The Limb Lab's new 3,000-square-foot Rochester studio is located on the street level of the 95-year-old Riverside Building at 400 S. Broadway. When the dust settles and the downtown office opens its doors, Sampson expects to have at four employees on staff.

Sampson and partner Daniel Tellijohn are the two primary practitioners, who work with clients. Tellijohn is already leading the Mankato office.

Both Sampson and Tellijohn have long histories of working with clients who must cope with missing a limb. They compare losing a limb to losing a loved one.

"We do not make a replacement for original equipment. That can never be replaced," commented Sampson. "It's a tool to improve their function for certain tasks."

One patient who emailed Sampson recently wants to return to competing in triathlons. Physicians and prostheticists can then help the patient reach that goal.

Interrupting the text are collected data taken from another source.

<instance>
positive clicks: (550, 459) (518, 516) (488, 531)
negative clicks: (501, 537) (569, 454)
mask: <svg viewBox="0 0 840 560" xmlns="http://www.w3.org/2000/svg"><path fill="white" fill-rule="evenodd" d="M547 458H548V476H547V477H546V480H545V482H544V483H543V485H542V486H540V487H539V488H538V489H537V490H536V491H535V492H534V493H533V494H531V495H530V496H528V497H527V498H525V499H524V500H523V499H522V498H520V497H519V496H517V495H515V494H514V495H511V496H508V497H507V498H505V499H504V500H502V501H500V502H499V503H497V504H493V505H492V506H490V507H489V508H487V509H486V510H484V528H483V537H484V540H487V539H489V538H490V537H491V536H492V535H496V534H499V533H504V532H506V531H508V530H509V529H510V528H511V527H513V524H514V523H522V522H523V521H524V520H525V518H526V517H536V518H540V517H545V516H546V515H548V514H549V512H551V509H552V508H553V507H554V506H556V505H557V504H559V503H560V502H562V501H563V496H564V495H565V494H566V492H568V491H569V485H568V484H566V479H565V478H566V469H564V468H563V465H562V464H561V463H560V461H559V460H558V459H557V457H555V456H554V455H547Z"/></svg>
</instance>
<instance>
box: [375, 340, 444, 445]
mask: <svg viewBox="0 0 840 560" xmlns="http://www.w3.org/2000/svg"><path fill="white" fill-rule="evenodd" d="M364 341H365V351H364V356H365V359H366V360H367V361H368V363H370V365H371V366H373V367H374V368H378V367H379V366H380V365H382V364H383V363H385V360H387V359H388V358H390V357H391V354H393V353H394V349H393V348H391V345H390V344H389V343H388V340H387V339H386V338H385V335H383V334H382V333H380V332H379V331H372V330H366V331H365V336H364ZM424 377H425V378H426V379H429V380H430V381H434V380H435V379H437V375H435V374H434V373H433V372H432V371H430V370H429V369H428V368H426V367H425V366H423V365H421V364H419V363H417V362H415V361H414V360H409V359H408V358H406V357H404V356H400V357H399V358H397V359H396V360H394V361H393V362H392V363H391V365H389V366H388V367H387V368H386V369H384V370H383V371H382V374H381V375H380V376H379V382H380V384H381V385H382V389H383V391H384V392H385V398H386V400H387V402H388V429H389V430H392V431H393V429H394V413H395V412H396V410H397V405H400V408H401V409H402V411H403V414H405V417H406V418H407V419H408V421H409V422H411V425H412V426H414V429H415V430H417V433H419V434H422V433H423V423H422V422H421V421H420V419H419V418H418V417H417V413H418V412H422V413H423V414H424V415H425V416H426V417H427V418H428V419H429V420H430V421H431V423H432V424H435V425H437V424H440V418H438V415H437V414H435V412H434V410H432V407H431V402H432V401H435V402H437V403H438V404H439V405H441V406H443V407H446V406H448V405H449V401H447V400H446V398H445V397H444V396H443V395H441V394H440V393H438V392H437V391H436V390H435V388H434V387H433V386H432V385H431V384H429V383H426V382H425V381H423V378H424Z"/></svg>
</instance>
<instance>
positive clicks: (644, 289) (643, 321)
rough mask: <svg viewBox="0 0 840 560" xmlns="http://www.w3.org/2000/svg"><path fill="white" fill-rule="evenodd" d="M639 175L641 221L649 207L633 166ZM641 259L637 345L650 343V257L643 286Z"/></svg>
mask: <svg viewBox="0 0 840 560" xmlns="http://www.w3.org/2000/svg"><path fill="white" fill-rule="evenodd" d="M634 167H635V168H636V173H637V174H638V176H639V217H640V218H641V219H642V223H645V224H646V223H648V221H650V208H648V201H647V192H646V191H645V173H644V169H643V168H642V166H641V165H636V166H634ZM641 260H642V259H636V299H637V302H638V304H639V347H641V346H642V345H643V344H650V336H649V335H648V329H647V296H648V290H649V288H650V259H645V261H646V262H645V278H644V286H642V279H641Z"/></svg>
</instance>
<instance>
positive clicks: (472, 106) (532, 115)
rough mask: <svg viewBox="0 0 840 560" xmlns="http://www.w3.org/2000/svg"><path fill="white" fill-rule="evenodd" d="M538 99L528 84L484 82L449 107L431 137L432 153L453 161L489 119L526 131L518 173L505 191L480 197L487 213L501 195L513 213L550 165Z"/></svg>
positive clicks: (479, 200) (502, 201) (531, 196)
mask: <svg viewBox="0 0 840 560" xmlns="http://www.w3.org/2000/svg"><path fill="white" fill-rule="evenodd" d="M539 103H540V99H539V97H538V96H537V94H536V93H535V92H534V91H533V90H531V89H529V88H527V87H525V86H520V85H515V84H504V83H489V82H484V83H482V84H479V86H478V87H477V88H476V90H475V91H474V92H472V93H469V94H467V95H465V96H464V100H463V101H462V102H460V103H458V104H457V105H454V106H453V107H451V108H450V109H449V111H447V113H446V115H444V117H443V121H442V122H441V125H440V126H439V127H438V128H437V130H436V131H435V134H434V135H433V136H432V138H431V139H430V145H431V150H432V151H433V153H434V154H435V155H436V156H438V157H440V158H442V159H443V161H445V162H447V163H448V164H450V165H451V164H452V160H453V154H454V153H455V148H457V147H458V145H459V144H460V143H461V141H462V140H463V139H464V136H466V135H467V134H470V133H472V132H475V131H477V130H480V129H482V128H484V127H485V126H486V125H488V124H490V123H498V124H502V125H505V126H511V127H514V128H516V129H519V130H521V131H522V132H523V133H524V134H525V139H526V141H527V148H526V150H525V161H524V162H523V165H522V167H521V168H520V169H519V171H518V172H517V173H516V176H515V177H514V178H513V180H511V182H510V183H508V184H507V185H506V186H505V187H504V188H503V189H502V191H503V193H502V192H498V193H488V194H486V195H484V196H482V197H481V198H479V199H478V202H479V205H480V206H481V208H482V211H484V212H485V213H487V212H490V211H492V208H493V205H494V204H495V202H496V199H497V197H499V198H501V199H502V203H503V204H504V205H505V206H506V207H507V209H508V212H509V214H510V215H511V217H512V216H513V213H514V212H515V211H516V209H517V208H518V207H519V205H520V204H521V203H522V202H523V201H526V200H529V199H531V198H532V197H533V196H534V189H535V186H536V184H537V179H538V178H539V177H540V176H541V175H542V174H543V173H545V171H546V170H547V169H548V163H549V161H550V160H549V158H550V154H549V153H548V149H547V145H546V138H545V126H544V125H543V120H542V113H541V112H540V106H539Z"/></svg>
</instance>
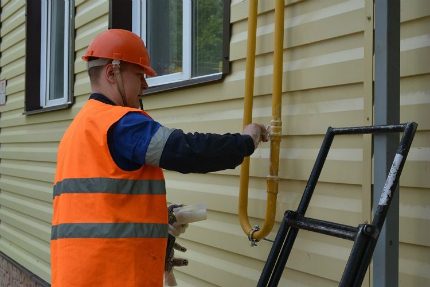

The ultimate goal of Limb Lab is to help clients who have lost a limb or need special braces to be more independent. Becoming more independent is also a goal for Sampson and his partners.

In June, Sampson and Tellijohn had a contentious parting of the ways with their former employer, Prosthetic Laboratories of Rochester. The situation spurred lawsuits, which are still working their way through the courts.

While the legal battle has been difficult, Sampson says he has no regrets about his 15 years at Prosthetic Labs and he's thankful for the experience. However, he also says it was time to part ways.

"It's time for me to become the decision maker, have a say in what happens," he says. "It's time to be the master of my own destiny."

To do that, he partnered up with Tellijohn, Marty Frana and Dennis Clark as four equal partners to form Limb Lab. He says they mapped out the plan carefully with legal advice.

"It's a great group. Daniel's very passionate about prosthetics and very loyal. It's like he's a member of the family. And he's a very talented sculptor. Marty's the business guy to keep us artists on track. Dennis is my mentor. He's truly a visionary in prosthetics industry," says Sampson.

Not matter how good the team is, he acknowledges making a leap like this is not an easy thing.

"These are big risks," he says. "It's a pretty scary proposition for a farm kid from Lyle."